Eight teens, that’s a lot of teens, probably over 50 percent of the total teenage American population. I already fear for all of our lives.
While this news story could be effective on a parent with a distant relationship to his or her own child and trusts scare pieces by ratings-hungry networks and websites over their own children, it likely wont work on anyone with a critical thought.
The story also buried the real news of this story.
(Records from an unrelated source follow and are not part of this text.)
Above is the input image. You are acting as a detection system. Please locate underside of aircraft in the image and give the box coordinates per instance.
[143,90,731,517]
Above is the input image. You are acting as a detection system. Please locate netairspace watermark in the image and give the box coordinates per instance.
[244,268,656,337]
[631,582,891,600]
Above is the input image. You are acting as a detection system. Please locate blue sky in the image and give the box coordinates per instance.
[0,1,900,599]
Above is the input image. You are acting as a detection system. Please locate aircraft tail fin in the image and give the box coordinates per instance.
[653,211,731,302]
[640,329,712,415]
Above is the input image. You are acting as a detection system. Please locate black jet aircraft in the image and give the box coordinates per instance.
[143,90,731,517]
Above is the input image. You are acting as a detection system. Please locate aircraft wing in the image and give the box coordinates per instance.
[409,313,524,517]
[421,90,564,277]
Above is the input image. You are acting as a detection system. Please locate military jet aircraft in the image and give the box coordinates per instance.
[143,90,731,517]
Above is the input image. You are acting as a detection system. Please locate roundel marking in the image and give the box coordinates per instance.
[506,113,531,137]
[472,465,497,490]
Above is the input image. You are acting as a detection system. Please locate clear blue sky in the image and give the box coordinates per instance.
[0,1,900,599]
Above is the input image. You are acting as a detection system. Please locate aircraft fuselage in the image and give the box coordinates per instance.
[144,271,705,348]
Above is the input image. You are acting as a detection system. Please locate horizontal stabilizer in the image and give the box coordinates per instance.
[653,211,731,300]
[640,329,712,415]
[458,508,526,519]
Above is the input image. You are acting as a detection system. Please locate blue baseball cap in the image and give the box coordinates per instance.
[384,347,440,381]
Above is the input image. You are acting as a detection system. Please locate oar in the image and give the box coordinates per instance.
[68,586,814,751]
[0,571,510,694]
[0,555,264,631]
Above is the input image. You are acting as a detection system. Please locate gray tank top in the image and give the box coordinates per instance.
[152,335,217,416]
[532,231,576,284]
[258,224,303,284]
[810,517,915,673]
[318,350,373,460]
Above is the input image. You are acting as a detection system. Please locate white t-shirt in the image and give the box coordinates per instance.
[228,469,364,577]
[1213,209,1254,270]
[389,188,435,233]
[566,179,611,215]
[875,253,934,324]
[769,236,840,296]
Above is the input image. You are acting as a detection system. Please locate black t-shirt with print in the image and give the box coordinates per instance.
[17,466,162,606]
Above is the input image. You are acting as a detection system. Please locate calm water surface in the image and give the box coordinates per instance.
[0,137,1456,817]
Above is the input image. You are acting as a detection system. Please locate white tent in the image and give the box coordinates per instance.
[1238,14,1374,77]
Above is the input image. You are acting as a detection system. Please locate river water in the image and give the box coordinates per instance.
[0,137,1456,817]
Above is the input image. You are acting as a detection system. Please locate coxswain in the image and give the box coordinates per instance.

According to the American Association of Poison Control Centers, the substances most frequently involved in teen poisonings in 2010 (the most recent data available) were:
Ibuprofen — 10,030 calls
Selective Serotonin Reuptake Inhibitors (Antidepressants such as Paxil, Prozac and Zoloft) — 8,419 calls
Acetaminophen (adult formula) — 7,995 calls
Atypical Antipsychotics (Ablify, Risperdal) — 7,319 calls
Benzodiazepines (Valium, Xanax) — 7,192
Alcohol — 5,061 calls
Source: AAPCC
Scandal! As a young journalist myself, I will write a local new scare piece about all of the teenagers trying to get their fix from Ibuprofen.
They call it, beating-the-crap-out-of-yourself-then-taking-a-bunch-of-pain-meds-ing. Teenagers all around the world are doing it, from Amsterdam to Zaire, and also in the United States of America.
According to a non-representative statistic that doesn’t even have the decency to pretend that there is a statistical trend showing a consistent rise of this behavior, five kids talked about beating-the-crap-out-of-yourself-then-taking-a-bunch-of-pain-meds-ing while they were behind me in the line for the midnight viewing of The Hunger Games, so this is clearly happening everywhere.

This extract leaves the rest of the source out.